互いに強く抱き合い、惹かれ合うように唇を重ねる。貪るように互いの唇を味わい、キスを繰り返す。
「桃香……」
壮真が熱を孕んだ声で名前を呼んで、桃香の腰を両手で掴んだ。桃香はゆっくりと彼に体重を預ける。
「ん、うぅっ」
圧迫感がさらに強くなり、奥までこじ開けるように貫かれた。ヒリヒリするような熱を感じて、桃香は眉をギュッと寄せる。
「力、抜ける?」
壮真に言われて、桃香は涙目になりながら浅く呼吸を繰り返した。
けれど、力を抜こうとしても、彼の欲望を咥え込んだ体はどうしたって固く張り詰める。
「ダメ……です……」
「つらくないように、できるだけゆっくり動くから」
壮真は腰を引いて、浅いところをゆるゆるとほぐすように動いた。
やがて彼とつながっている部分がゾクゾクとして、痛いよりも気持ちよく感じるようになる。
「あ……はぁ……」
淡い痺れが気持ちよくて、桃香の表情が緩んだ。
自然と腰が動き、それに気づいて壮真が腰を進めた。

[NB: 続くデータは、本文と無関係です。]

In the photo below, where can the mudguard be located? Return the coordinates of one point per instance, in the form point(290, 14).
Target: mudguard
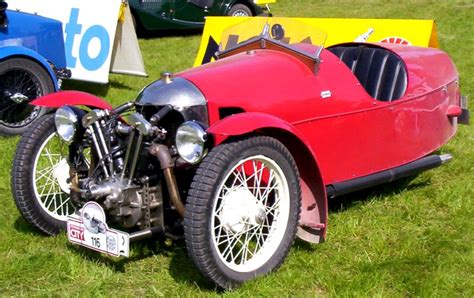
point(22, 52)
point(71, 98)
point(313, 221)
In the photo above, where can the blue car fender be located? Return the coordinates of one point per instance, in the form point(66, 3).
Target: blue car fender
point(17, 51)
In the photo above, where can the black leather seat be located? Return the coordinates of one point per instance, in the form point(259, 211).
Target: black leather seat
point(380, 72)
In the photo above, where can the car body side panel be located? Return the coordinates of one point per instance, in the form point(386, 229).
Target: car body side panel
point(21, 52)
point(314, 204)
point(352, 134)
point(71, 98)
point(164, 15)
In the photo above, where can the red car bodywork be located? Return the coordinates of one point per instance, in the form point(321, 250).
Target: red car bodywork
point(334, 138)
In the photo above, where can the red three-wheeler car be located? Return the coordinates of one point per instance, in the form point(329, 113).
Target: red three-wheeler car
point(240, 155)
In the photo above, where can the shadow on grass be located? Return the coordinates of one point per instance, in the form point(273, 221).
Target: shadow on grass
point(139, 251)
point(145, 34)
point(181, 267)
point(345, 202)
point(183, 271)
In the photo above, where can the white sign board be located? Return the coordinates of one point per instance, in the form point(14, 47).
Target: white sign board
point(89, 30)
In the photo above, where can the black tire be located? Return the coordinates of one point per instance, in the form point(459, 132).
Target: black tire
point(240, 10)
point(34, 204)
point(23, 77)
point(202, 222)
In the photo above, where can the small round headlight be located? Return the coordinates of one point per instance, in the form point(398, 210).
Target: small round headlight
point(190, 139)
point(66, 123)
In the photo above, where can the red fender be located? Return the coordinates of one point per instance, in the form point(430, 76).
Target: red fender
point(71, 98)
point(314, 199)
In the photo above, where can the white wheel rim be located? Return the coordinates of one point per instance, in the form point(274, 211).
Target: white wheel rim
point(250, 213)
point(50, 184)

ナカを抉られるような刺激に、桃香は甘い悲鳴を上げる。
「ひゃあんっ」
「よくなってきた?」
壮真に訊かれて、桃香は頬を染めながら答える。
「……はい」
「桃香が感じてるのがわかるよ」
「……どうして、わかるんですか?」
「ナカが熱くうねって俺を締めつけてくるんだ」
自分でも、下腹部がキュウキュウと締まって、彼の欲望の形を熱くはっきりと感じる。